Reverse Garbage Queensland’s #GiveGood Christmas campaign is encouraging people to think about how to be more environmentally responsible when celebrating.
The not-for-profit group is running Salvaged Stockings demonstrations, showing participants how to make eco-stockings from second-hand materials to give as a gift or as a decoration for the home.
Organiser Kade Hamalainen said the aim was to keep “reduce, reuse, recycle” top-of-mind during the festive season.
“We want to get people to think about the waste that’s involved around Christmas and how we can do better by it,” he told ABC Radio Brisbane.
“You need to plan in advance and plan for the waste afterwards, including food waste.”
Here are their six tips for celebrating a green Christmas:
Buy second-hand first
“If you can buy a good quality second-hand item, you’re reusing it and stopping it from going to landfill,” Mr Hamalainen said.
“It prevents a new item from having to be made and you can buy items that you know are going to be used.”

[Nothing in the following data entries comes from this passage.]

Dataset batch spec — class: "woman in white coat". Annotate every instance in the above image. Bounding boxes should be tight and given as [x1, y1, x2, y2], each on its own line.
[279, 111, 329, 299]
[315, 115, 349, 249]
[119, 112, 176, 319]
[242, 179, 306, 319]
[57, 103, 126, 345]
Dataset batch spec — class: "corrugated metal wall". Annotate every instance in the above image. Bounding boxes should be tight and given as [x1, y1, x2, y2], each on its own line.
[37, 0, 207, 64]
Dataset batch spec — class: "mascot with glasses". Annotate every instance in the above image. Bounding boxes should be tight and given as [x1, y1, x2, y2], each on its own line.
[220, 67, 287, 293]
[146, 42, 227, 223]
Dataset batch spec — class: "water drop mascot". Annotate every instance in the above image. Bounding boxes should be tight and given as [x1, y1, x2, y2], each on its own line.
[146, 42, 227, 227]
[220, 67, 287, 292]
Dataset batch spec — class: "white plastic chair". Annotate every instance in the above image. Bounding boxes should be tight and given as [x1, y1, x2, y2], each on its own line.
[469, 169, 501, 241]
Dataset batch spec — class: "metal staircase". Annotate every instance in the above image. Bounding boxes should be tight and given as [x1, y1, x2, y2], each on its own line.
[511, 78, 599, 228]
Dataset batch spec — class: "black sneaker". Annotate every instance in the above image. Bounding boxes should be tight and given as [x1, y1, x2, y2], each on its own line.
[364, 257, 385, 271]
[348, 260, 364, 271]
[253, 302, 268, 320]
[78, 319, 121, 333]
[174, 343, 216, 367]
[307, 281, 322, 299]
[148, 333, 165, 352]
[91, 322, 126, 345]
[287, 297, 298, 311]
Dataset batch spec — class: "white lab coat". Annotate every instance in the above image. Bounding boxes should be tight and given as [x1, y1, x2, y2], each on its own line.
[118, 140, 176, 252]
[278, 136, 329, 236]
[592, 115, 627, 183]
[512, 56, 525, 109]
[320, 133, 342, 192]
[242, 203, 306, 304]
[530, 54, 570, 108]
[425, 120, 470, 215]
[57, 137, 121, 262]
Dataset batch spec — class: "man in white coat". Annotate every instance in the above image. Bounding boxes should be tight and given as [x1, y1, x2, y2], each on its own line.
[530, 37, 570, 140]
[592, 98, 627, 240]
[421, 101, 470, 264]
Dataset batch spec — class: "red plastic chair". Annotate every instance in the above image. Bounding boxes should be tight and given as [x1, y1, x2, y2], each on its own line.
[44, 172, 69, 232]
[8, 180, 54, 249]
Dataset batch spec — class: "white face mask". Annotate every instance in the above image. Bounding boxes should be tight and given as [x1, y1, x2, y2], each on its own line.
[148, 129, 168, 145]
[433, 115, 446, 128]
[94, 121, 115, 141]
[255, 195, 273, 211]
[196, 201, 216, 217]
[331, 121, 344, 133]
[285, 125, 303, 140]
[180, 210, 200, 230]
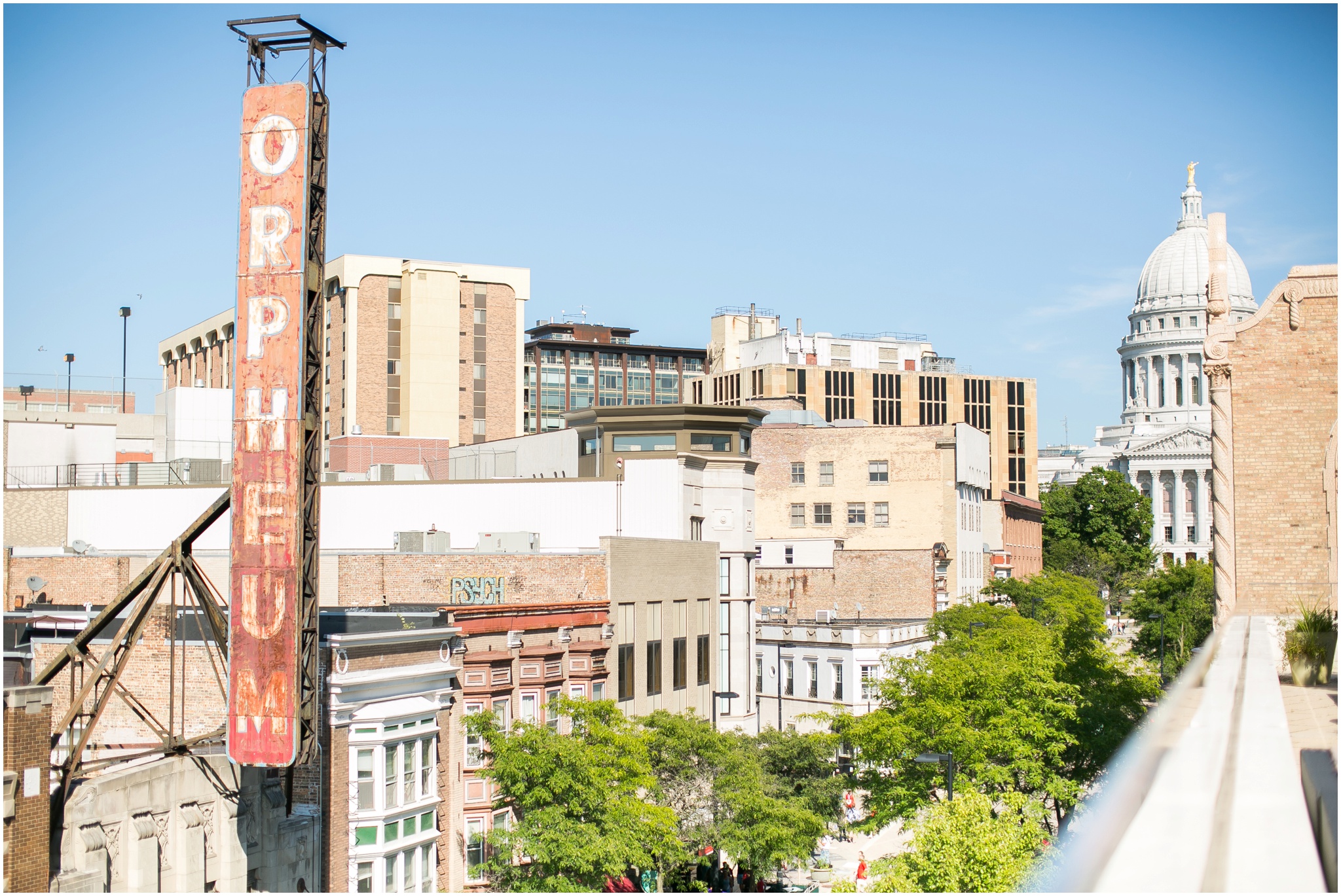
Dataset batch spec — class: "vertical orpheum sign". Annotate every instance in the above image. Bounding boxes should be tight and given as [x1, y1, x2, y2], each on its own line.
[228, 83, 308, 766]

Look for good quality presents
Mr Hamalainen suggested seeking out higher-quality items while Christmas shopping.
“By buying something of higher quality, it will last longer and can be used more frequently,” he said.
“These items could be new or used items. Look at how they are made and where they were made.”
Use different wrapping paper
Instead of buying new paper, Mr Hamalainen suggested looking for wrapping around the home.
“You can also reuse other things like old t-shirts or old paper — like butcher’s paper — that can be around the house to wrap presents,” he said.
“Also, depending on the paper, make sure you recycle any used Christmas wrap.”
How much of the stuff we use, and throw away, at Christmas can be recycled? (Flickr: jimmiehomeschoolmom)
Make your own DIY decorations
Mr Hamalainen recommended upcycling items from around the home rather than buying new decorations.
“For example, [use] woven bowls made from second-hand fabric or pendants made from old watch parts,” he said.
“And make tree decorations from recycled newspaper and the like.”
Give experiences, not things
When looking at presents, think about doing more with less.
“Positive psychology research has shown that fun, satisfying, social experiences are what makes people happy in the long run,” Mr Hamalainen said.
“Give someone an experience, like taking them out for a meal or a short holiday.”
Gift access over ownership
Buying for the crafty or handyperson in your life?
Mr Hamalainen proposes giving memberships to tool libraries or makerspaces, rather than buying individual tools.
“People can give memberships to a library of things, or a share shed, and then they can use a wide range of items without having to leave things unused on a shelf,” he said.
“It’s like a gift that keeps on giving.”